Retroviral vectors used in this study are shown in online supplemental material. STAT5A1*6, Mcl-1, Pax5, and Bcl-2 cDNAs were provided by T. Kitamura (University of Tokyo, Tokyo, Japan), S. Korsmeyer (Dana-Farber Cancer Institute, Boston, MA), J. Parnes (Stanford University, Stanford, CA), and K. Sugamura (Tohoku University, Sendai, Japan), respectively. Retroviruses were prepared as described previously (30). For retroviral infection, 2 × 104 IL-7Rα−/− HSCs were placed in 200 μl X-VIVO medium (BIO-WHITTKER) supplemented with 1% BSA, 10 ng/ml IL-11 and TPO, 50 ng/ml SCF (R&D Systems), and 50% of viral supernatants in a well of round bottom 96-well plates. The culture plate was centrifuged at 2,000 rpm at 22°C for 2 h (spin infection). After the spin infection, cells were incubated at 37°C. After 24-h culture, the frequency of GFP+ cells was verified by FACS. The cell numbers for injection were adjusted by the GFP+ cell frequency so that 4 × 103 GFP+ cells were injected into a mouse.
In vivo reconstitution assay.
IL-7Rα−/− HSCs (CD45.2+) infected with retroviruses were injected into retroorbital venous sinus of sublethally irradiated (400 rad) RAG2−/− mice (CD45.1+). 5 wk after injection, mice were killed and differentiation of donor-derived cells was assessed by FACS.
In vitro stimulation of pre–pro-B cells with IL-7.
pre–pro-B cells derived from IL-7−/− mice were placed in a well of 96-well plates in IMDM with 10% FCS, 50 μM 2-ME, and 10 ng/ml IL-7 (R&D Systems). Cells were harvested at the time points indicated in the figures and subjected to RT-PCR analyses.
Online supplemental material
A more detailed characterization of pre–pro-B cells is shown in Fig. S1. Rescue of B precursor compartments by ectopic EBF in IL-7Rα2/− HSCs is shown in Fig. S2. Antibodies, retroviral vectors, and PCR primers used in this study are listed in the online supplemental material.
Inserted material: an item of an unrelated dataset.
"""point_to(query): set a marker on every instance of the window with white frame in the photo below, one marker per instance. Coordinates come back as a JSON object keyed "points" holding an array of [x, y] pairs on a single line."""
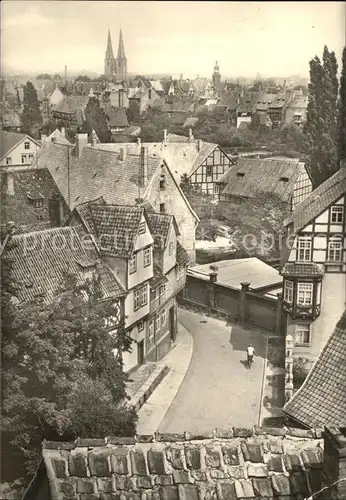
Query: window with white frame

STAT5A1*6, Mcl-1, Pax5, and Bcl-2 cDNAs were kindly provided by T. Kitamura, S. Korsmeyer, J. Parnes, and K. Sugamura, respectively. We greatly appreciate the help of L. Martinek and M. Cook with the maintenance of cell sorters and advice in FACS sorting. We thank M. Krangel for access to a real-time PCR machine and W. Zhang and Y. Zhuang for critically reading the manuscript. We also thank H. Singh, C. Klug, B. Kee, J. Hagman, and R. Grosschedl for information on EBF-deficient mice. We wish to acknowledge the help by L. Jerabek and I.L. Weissman to M. Kondo's transition from Stanford to Duke University.
This work was supported in part by the startup fund from Duke University (M. Kondo) and grants from the National Institutes of Health (T32 AI52077 to A.Y. Lai and R01 AI056123 and R01 CA098129 to M. Kondo). K. Kikuchi was a fellow of the Uehara Memorial Foundation. M. Kondo is a scholar of the Sidney Kimmel Foundation for Cancer Research.
The authors have no conflicting financial interests.